Смущаясь и слегка горбясь от смущения, он быстро вкатился на сцену. Завуч стала бить в ладони, кивать залу. Дети подхватили, зааплодировали. Розовый толстячок в летнем костюме приветливо раскланялся в ответ.
— Товарищи школьники! — обратился толстячок к залу. Речь полилась. — Героическая оборона Ленинграда и мужество горожан…
Завуч кивала головой, как фарфоровая киса. Ей нравилось то, что она слышала. Казалось, ленинградцы воспринимали блокаду как небольшое приключение. Вроде похода с палатками: иногда трудновато, но не скучно и сближает.

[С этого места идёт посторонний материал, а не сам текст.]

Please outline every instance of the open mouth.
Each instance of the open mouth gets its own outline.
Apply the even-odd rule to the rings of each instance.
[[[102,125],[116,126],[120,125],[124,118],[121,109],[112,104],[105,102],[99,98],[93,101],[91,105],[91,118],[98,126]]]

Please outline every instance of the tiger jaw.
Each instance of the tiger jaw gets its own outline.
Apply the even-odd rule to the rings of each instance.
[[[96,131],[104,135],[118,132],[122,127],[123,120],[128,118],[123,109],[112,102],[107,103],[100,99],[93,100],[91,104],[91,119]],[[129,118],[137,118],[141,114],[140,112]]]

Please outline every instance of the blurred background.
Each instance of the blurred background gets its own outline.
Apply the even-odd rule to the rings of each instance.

Слова катились, хорошо смазанные маслом, должно быть, сливочным. Сами слова казались оладушками. Завуч даже прикрыла глаза. Гость говорил о лекториях и профилакториях, о поездах с мясом и мукой. О спектаклях оперетты и концертах. О вагонах с сушеными абрикосами, отправленных для ленинградцев комсомольцами Узбекистана. О веселых огородах прямо на Исаакиевской площади и в Летнем саду. О, о, о. Рассказ начал спотыкаться. Захромал. Завуч обеспокоенно открыла глаза. Увидела недоумение гостя. Румяные губы его продолжали выпекать слова-оладушки, но все какие-то комковатые. Дети, поняла она; что на этот раз? Перевела взгляд на зал. Туда, куда смотрел гость. Нет, не дети. Один. Засаленная шапка среди летних голов — русых, белокурых, гладких или кудрявых. Это об нее цеплялись и взгляд гостя, и его слова. Цеплялись — и застревали.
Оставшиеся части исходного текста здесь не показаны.